それが引いてはバトルシーンの決着に現われ、ドラえもんはククルの石槍でギガゾンビを倒し、こういうのです。
偽物の歴史が本物の歴史に勝てるわけないんだ!
引用:映画ドラえもん 新・のび太の日本誕生/配給会社:東宝
ククルの石槍は旧石器時代の人達が丹精込めて誕生させた本物であり、原始時代の人々の思いが籠もっています。
そのような誕生を象徴する産物に借り物の破壊を象徴する科学技術で勝てるわけがないのです。
非常に奥深い歴史や生命の根源にまで踏み込んだものであることまで示したのではないでしょうか。
ワシと私を混用する理由
ドラえもんのアンチテーゼとして描かれた時空犯罪者ギガゾンビですが、彼は「ワシ」と「私」を混用していました。

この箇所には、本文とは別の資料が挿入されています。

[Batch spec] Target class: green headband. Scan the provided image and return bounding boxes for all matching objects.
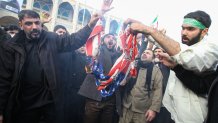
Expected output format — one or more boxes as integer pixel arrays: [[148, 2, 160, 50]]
[[183, 18, 206, 29]]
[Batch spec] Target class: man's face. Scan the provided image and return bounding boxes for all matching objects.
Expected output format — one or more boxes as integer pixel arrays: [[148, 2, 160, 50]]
[[7, 30, 18, 38], [104, 35, 116, 50], [181, 24, 202, 46], [141, 50, 153, 62], [55, 28, 67, 35], [20, 17, 42, 39]]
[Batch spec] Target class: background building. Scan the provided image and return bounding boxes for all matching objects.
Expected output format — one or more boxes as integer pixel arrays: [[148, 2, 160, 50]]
[[0, 0, 122, 33]]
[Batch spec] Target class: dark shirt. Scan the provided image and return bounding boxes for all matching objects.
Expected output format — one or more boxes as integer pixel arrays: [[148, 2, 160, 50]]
[[21, 40, 52, 109]]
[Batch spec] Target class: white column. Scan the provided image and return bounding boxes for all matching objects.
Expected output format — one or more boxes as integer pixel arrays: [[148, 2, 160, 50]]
[[73, 1, 79, 32], [105, 15, 111, 34], [48, 0, 60, 31]]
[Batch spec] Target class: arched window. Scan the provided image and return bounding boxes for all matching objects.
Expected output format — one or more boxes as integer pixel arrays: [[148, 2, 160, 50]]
[[33, 0, 53, 14]]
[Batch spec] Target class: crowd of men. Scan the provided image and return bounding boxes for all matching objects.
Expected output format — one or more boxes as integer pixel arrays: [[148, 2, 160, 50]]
[[0, 0, 218, 123]]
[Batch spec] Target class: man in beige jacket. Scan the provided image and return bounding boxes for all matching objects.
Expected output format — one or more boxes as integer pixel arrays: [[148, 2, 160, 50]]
[[119, 50, 163, 123]]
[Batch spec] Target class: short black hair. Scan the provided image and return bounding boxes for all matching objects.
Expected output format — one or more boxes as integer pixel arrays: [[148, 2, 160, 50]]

ただの偶然ではないと思われますが、何の理由があってこの一人称を混用していたのでしょうか?
人間と神様
まず一つ目の理由としては「ワシ」=「人間」、「私」=「神様」という使い分けではないでしょうか。
ワシという一人称はギガゾンビを演じていた23世紀からの時空犯罪者という一個人を指す砕けた表現です。
一方の私という一人称は神様としてのフォーマルな、悪くいえば堅苦しい表現として用いられています。
仮面をつけてツチダマやドラえもんたちに対する振る舞いでは一貫して「私」の方で通したことからも明らかです。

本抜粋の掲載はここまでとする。